Cuando aprobé sin un solo fallo, el profesor abrazó a mi padre con una cercanía inusual, ya que no se conocían más allá de los momentos en los que me venía a buscar cuando terminaba las prácticas.
Conducir a su lado me proporcionaba una seguridad que no sabía que me faltaba. En una de esas clases, supongo que mientras comentábamos lo difícil que estaba siendo para mí aprobar este examen y sin intención por su parte de extenderse más allá, el profesor soltó: el teu pare t’estima moltíssim.
Tenía que venir un extraño para hacerme comprender que mi padre me quería. Mi padre es un excéntrico y también lo es su forma de querer. Cuando recibo una carta de Hacienda sus gestos afligidos me aseguran que me ama. Pero no me llamó cuando perdí mi primer embarazo, por ejemplo.
Ahora he recordado que le obsesionaba la iluminación cuando nos veía leyendo. Decía que leer con poca luz era devastador para la vista. A menudo, cuando sacaba mis ojos del libro, me encontraba con una lámpara acechándome que había llegado ahí sin darme cuenta.
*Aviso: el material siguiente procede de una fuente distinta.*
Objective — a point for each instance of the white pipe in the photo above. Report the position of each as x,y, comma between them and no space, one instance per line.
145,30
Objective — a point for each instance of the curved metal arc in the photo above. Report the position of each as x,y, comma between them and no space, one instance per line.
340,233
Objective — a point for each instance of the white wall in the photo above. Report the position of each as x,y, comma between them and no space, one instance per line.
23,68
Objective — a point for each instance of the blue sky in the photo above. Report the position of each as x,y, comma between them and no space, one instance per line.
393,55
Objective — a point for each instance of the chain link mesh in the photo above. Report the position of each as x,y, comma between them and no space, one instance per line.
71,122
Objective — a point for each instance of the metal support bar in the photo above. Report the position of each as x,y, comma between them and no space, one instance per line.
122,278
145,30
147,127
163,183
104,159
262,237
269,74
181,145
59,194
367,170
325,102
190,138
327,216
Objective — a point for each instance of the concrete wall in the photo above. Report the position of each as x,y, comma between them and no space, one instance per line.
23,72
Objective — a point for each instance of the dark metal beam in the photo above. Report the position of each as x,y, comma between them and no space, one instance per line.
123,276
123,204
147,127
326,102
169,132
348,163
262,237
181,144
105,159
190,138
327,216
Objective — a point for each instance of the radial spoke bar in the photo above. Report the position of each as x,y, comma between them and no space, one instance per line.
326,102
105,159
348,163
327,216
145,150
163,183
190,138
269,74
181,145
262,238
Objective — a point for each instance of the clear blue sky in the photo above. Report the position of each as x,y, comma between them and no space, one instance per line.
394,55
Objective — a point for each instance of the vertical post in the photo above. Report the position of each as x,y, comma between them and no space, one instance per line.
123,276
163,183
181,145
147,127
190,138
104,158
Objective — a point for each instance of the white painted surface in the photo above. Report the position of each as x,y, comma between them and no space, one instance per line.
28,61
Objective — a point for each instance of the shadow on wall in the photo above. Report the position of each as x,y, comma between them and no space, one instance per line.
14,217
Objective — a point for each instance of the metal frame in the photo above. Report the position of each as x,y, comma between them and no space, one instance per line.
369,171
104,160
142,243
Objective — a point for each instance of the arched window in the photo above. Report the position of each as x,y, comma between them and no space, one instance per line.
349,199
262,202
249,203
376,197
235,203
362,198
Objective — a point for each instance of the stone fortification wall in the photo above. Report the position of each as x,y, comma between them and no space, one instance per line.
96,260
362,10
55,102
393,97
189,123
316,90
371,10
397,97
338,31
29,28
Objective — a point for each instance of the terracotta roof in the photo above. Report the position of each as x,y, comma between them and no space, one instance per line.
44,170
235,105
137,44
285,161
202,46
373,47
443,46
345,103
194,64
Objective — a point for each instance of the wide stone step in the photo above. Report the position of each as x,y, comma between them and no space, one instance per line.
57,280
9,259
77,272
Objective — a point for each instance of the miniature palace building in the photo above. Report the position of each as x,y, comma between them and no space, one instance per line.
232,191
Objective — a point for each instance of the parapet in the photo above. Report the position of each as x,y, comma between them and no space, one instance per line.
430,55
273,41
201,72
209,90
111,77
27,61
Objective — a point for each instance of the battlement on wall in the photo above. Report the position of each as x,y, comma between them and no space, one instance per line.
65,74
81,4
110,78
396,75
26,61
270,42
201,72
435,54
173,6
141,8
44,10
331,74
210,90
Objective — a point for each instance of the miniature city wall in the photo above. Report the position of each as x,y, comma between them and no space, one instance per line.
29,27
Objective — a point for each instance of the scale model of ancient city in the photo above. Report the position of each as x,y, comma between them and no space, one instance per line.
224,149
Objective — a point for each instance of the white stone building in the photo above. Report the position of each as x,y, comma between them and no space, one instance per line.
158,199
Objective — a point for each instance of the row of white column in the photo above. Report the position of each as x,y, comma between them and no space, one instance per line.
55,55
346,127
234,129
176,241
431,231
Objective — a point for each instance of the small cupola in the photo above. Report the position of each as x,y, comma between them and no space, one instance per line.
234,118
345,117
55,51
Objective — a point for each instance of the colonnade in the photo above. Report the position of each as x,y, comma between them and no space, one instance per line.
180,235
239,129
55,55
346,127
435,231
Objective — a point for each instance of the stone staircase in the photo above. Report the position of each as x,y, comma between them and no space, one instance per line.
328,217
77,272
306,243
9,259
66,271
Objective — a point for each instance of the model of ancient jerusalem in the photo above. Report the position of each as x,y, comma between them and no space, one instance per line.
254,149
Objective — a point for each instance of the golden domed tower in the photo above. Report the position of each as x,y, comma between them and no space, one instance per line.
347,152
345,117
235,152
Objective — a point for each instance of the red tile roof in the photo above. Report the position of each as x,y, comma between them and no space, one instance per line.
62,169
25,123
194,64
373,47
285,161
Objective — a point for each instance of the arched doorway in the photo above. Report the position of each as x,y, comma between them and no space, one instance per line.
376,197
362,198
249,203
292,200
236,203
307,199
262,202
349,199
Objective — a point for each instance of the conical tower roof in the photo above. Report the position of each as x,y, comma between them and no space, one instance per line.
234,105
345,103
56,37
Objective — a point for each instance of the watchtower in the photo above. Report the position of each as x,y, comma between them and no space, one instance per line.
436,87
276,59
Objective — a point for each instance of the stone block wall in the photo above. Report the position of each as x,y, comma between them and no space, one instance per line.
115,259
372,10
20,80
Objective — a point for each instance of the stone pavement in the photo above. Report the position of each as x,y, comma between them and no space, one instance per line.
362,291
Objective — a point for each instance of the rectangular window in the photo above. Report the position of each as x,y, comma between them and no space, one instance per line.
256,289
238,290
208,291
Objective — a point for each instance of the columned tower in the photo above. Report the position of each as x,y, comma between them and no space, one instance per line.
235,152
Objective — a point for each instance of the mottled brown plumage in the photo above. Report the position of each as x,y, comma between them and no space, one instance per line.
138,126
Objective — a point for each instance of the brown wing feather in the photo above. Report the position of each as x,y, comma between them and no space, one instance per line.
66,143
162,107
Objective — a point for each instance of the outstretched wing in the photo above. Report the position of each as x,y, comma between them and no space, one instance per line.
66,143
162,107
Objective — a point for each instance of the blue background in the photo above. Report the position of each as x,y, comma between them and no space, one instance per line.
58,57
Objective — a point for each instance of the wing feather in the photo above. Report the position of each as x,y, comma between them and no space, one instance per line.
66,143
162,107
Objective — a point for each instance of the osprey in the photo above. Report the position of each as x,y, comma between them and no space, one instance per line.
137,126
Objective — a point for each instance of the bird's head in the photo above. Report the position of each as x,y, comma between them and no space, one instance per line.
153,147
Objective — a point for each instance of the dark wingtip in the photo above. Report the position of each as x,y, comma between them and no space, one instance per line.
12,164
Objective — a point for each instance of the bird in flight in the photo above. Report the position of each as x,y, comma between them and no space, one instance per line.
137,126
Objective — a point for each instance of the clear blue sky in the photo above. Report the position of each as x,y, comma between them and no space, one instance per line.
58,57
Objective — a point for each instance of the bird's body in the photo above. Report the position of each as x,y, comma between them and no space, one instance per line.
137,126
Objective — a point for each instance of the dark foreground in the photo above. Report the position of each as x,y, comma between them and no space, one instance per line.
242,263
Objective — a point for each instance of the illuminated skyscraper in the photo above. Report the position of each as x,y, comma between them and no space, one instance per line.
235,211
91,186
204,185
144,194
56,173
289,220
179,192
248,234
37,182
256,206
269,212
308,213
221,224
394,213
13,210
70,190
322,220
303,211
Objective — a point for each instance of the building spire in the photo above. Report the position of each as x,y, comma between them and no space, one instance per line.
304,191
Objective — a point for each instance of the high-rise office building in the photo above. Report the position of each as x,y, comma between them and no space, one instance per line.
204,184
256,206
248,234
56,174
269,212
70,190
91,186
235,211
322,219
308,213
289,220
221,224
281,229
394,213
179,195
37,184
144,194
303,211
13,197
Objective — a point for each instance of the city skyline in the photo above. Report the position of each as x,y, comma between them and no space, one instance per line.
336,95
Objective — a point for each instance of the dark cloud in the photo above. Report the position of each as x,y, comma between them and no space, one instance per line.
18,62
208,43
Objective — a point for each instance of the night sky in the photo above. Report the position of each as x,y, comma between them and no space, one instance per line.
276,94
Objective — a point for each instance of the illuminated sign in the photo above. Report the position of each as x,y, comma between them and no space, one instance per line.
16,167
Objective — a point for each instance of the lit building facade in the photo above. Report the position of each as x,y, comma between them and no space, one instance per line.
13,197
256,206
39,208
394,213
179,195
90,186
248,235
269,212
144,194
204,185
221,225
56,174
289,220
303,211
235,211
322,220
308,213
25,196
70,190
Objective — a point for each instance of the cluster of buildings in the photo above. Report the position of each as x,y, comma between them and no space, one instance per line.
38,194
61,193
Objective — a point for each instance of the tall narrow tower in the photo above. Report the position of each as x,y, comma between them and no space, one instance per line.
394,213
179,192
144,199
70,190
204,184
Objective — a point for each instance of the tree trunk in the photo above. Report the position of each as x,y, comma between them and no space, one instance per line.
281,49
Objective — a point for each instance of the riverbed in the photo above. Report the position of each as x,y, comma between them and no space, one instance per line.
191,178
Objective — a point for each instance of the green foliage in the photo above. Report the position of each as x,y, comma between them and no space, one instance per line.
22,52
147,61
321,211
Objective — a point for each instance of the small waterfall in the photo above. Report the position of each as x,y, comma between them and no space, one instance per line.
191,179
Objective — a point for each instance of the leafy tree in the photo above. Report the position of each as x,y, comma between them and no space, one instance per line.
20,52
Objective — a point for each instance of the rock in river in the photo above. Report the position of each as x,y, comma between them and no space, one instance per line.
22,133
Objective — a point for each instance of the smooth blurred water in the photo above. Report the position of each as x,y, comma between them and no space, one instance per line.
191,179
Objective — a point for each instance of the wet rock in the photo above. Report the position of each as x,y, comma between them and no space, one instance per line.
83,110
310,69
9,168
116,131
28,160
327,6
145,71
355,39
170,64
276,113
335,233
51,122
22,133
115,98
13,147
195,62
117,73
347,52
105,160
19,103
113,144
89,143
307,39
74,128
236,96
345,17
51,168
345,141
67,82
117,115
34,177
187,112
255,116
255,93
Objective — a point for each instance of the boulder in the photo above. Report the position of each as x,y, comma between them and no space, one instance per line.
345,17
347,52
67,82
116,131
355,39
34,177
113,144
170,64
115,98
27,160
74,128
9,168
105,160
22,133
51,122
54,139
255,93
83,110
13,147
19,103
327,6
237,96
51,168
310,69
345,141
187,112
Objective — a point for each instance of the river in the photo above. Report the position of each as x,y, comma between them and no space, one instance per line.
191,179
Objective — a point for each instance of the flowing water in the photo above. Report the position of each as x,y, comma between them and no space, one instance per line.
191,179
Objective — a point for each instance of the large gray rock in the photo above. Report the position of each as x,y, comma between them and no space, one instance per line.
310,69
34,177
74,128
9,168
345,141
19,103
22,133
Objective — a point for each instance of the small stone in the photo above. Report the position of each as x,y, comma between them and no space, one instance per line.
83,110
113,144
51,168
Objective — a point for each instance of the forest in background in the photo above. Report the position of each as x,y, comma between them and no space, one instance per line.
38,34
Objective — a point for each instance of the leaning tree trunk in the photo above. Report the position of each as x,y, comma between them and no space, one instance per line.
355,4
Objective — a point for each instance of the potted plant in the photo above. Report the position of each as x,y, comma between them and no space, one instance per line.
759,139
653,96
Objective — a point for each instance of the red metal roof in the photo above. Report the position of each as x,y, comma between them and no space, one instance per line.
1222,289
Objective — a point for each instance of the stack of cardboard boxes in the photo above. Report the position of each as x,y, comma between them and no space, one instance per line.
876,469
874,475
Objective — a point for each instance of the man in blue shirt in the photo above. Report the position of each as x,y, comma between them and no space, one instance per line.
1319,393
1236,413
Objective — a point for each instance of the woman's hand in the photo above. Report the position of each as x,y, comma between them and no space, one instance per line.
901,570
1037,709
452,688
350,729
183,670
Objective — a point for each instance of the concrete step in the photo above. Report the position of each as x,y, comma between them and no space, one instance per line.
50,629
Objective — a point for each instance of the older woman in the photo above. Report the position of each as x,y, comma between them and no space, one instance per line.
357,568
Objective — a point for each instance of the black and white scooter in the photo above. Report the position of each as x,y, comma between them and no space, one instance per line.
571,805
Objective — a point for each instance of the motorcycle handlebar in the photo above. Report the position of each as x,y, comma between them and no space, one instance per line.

Mi madre en cambio es todo lo contrario. Desde que soy mamá, me abruma todavía más su capacidad de haberme hecho creer desde siempre que mi universo era tan interesante para mí como para ella. Desde la ropa que le poníamos a las muñecas, hasta una época —de la que no respondo— en la que ambas veíamos el fútbol juntas porque yo estaba enamorada de un fanático y quería tener de qué hablarle. Su forma de querer es fundirse en el otro. La de mi padre es amar queriendo arreglar los problemas terrenales del otro.